In 2012/13, Jack took part in a fellowship programmed called International Creative Entrepreneurs and spent several months working with community activists and social enterprises in China, primarily with families and communities on the outskirts of Beijing with an organisation called Hua Dan. Following this, he set up a number of international exchanges and cross-cultural productions that formed the basis for Tinderbox’s ‘Journey of a Thousand Wings’ programme, a project bringing together artists and community projects from different countries. 

Jack is also a co-director and founding member of Hidden Door, a volunteer-run, multi-arts festival, and has won a number of awards for his work across creative and social enterprise sectors. He has been invited to take part in several steering committees and advisory roles, including for Creative Scotland’s new cross-cutting theme on Creative Learning and Artworks Scotland’s peer-networks for artists working in participatory settings. Previously, Jack worked as a researcher in psychology and ageing, for the multidisciplinary MRC Centre for Cognitive Ageing and Cognitive Epidemiology, specialising in areas of neuropsychology and memory. He has completed a master’s by research in Psychology, and an undergraduate MA in Philosophy and Psychology.


Personal Statement

In 2010 I started a creative and collaborative youth project, called the ‘Tinderbox Collective’, bringing together children and young people of all ages and walks of life with local bands, musicians, artists and community activists. It grew into a charity and social enterprise, and a seven-year journey trying to build a genuinely all-inclusive, diverse and ambitious creative environment for young people.  I am interested in areas of inequality, education and the arts, and the powerful creative and learning process of bringing different people, experiences and ideas together to create something new.

It is hard to find stimulating and creative environments in which we can have ideas, make significant contributions and help build something exciting, worthwhile and successful. Yet these are some of the most powerful learning and development opportunities we can find.  Where these environments exist, they are often reserved for the most privileged, educated and ambitious in society, and even here systemic inequalities and injustices are all too common.  Rarely are these opportunities truly accessible to everyone.  The arts is a unique environment where this should be possible, and this has been the main focus of my work these past years.

My work with the 'Tinderbox Collective' has been something of a living experiment, trying to figure out if and how creativity and the arts can mitigate certain areas of inequality. Many people we work with live in areas of poverty and struggle with issues around homelessness, disability, low self-esteem and other challenging life circumstances, and the work has been an ongoing journey in trying to overcome some of the many barriers people face both in taking part in these type of activities, as well as progressing beyond first level engagement to more advanced learning opportunities and paid employment. It has been a process of figuring things out along the way, encountering various challenges, adapting and trying new approaches to overcome them. This has been a bottom-up and creative approach, and I am now interested to look wider and think about more structural, analytical and top-down issues and solutions that might help to improve some of these problems. 

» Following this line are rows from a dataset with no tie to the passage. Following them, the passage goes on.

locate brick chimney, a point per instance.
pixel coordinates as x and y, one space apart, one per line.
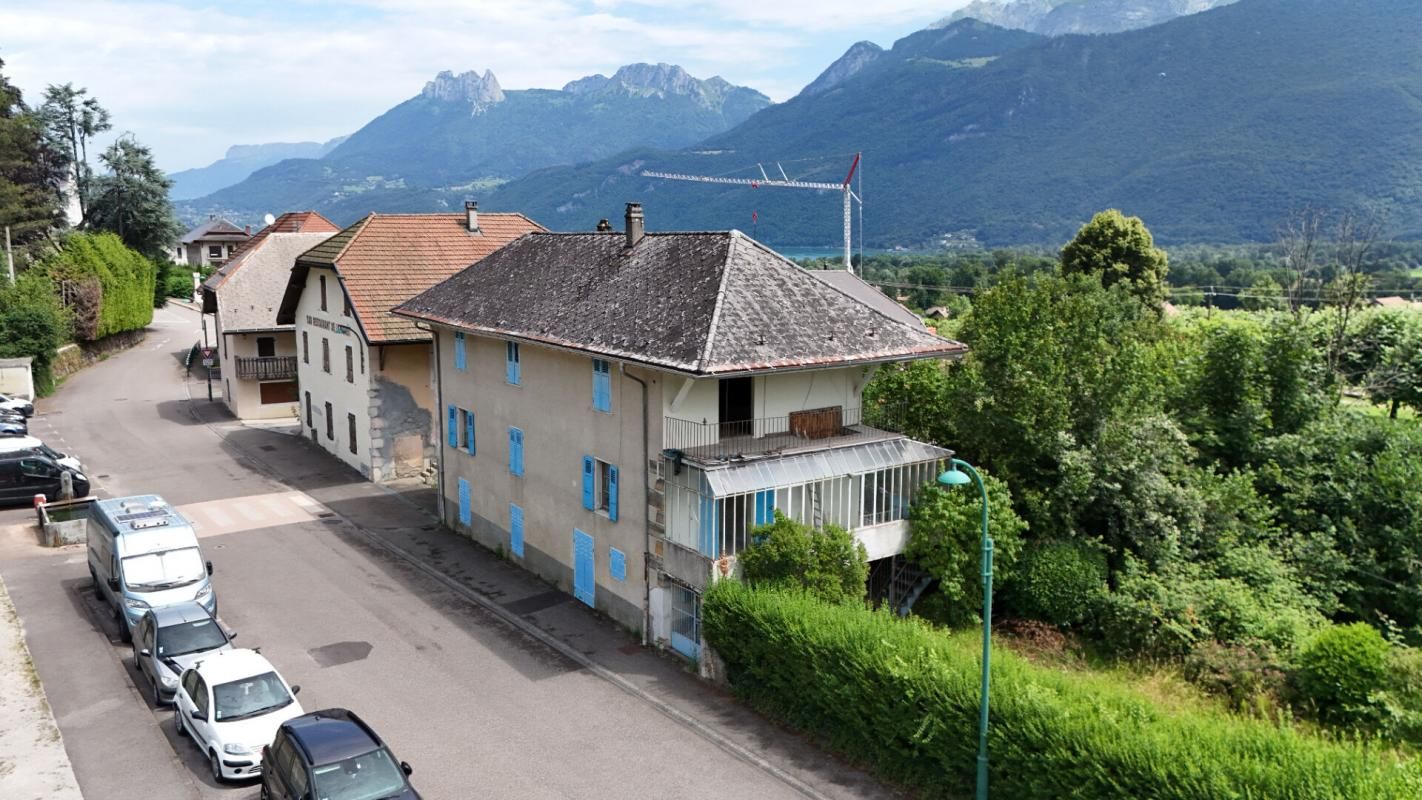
636 225
471 213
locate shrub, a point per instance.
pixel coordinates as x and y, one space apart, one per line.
944 539
905 699
826 563
1058 581
1341 674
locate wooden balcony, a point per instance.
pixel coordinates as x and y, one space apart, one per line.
266 368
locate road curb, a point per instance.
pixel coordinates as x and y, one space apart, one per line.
536 633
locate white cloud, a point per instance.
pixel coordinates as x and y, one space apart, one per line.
191 80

Through the Atlantic Fellows for Social and Economic Equity and the MSc Inequalities and Social Science, I hope to gain a wider picture of inequality and a deeper understanding of the various issues, practices and influences involved.  In particular, I want to acquire a better sense of the political and economic forces surrounding inequality, and learn from people working and involved in other areas of the field. I hope to use this knowledge to build a more analytical framework for the work I have done with Tinderbox, and to combine this with my practical knowledge to help me progress my work and interest in this area.